压缩算法通常会基于当前比特之前的X个比特,预测之后Y个比特。如果失败,则会尝试X-1,直到成功位置,所以相似内容(文件)一起压缩,可以提升总体的预测准确性,进而缩短压缩时间,提升压缩比。同时根据文件相似度分组,对特定文件采用定制化压缩方法可以进一步提升文件的压缩比。
结合第一方面,在第一方面的一种可能的实现方式中,该多个文件集合包括第一文件集合,至少一个小文件,该小文件是该M个非目标文件中中大小小于或等于文件大小阈值的非目标文件。
从节省运算资源和提高压缩效率的角度,不压缩小文件可以更快地完成软件包的压缩,也不会对软件包最终的大小造成实质性影响。上述技术方案可以将非目标文件中的小文件分为一组。在后续处理中,不压缩小文件,而直接将小文件和已压缩文件组合得到压缩软件包。
结合第一方面,在第一方面的一种可能的实现方式中,该多个文件集合包括至少一个第二文件集合,其中,属于同一文件集合的多个非目标文件具有相同的扩展名、相同的编码方式、和/或相同的文件类型。
结合第一方面,在第一方面的一种可能的实现方式中,在该压缩该第一待压缩信息和该第二待压缩信息,得到压缩后的软件包之前,该方法还包括:确定K个压缩工作量,该K个压缩工作量与K个比特流一一对应,该K个比特流中的每个比特流包括来自于同一待压缩对象的部分或全部文件,其中该待压缩对象包括该常量字符串信息,该特殊字符串信息、该已替换目标文件以及该文件集合,K为大于或等于2的正整数;根据该K个压缩工作量,将该K个比特流分配给P个运算单元进行压缩,其中,第一工作量与第二工作量之差小于工作量门限,其中该第一工作量是分配给第一运算单元的比特流的工作量之和,该第二工作量是分配给第二运算单元的比特流的工作量之和,该第一运算单元和该第二运算单元是该P个运算单元中的任意两个运算单元,P为大于或等于2的正整数。

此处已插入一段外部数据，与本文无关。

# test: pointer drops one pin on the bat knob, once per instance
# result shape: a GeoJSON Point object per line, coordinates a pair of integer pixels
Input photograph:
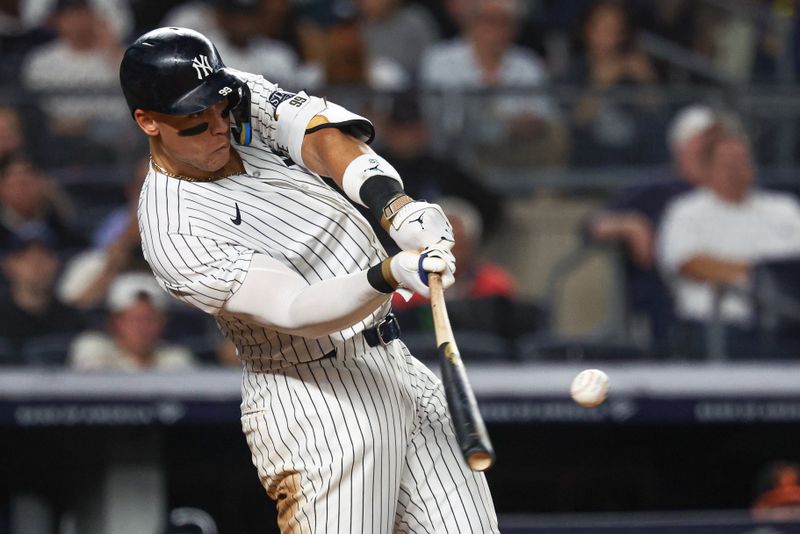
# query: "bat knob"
{"type": "Point", "coordinates": [480, 461]}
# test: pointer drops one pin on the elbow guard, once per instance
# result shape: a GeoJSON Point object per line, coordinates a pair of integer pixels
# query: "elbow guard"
{"type": "Point", "coordinates": [294, 115]}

上述技术方案基于比特流的压缩工作量,将不同的比特流分配给不同的运算单元来进行压缩,这样可以进一步缩短压缩时间。
结合第一方面,在第一方面的一种可能的实现方式中,该确定K个压缩工作量,包括:确定该K个比特流中的第i个比特流的可压缩性评分,i=1,…,K;根据该第i个比特流的可压缩性评分和该第i个比特流的大小,确定该K个压缩工作量中的第i个压缩工作量。
结合第一方面,在第一方面的一种可能的实现方式中,该第i个比特流的可压缩性评分是该第i个比特流包括的信息的幅值直方图与高斯白噪声幅值直方图的距离。
数据随机性越大就越符合高斯分布。因此,使用高斯白噪声直方图可以方便地确定比特流的随机性。幅值直方图与高斯白噪声直方图的距离越小,比特流的随机性越大,压缩量就越大,相应的工作量就越大;反之,幅值直方图与高斯白噪声直方图的距离越大,比特流的随机性越小,压缩量就越小,相应的工作量就越小。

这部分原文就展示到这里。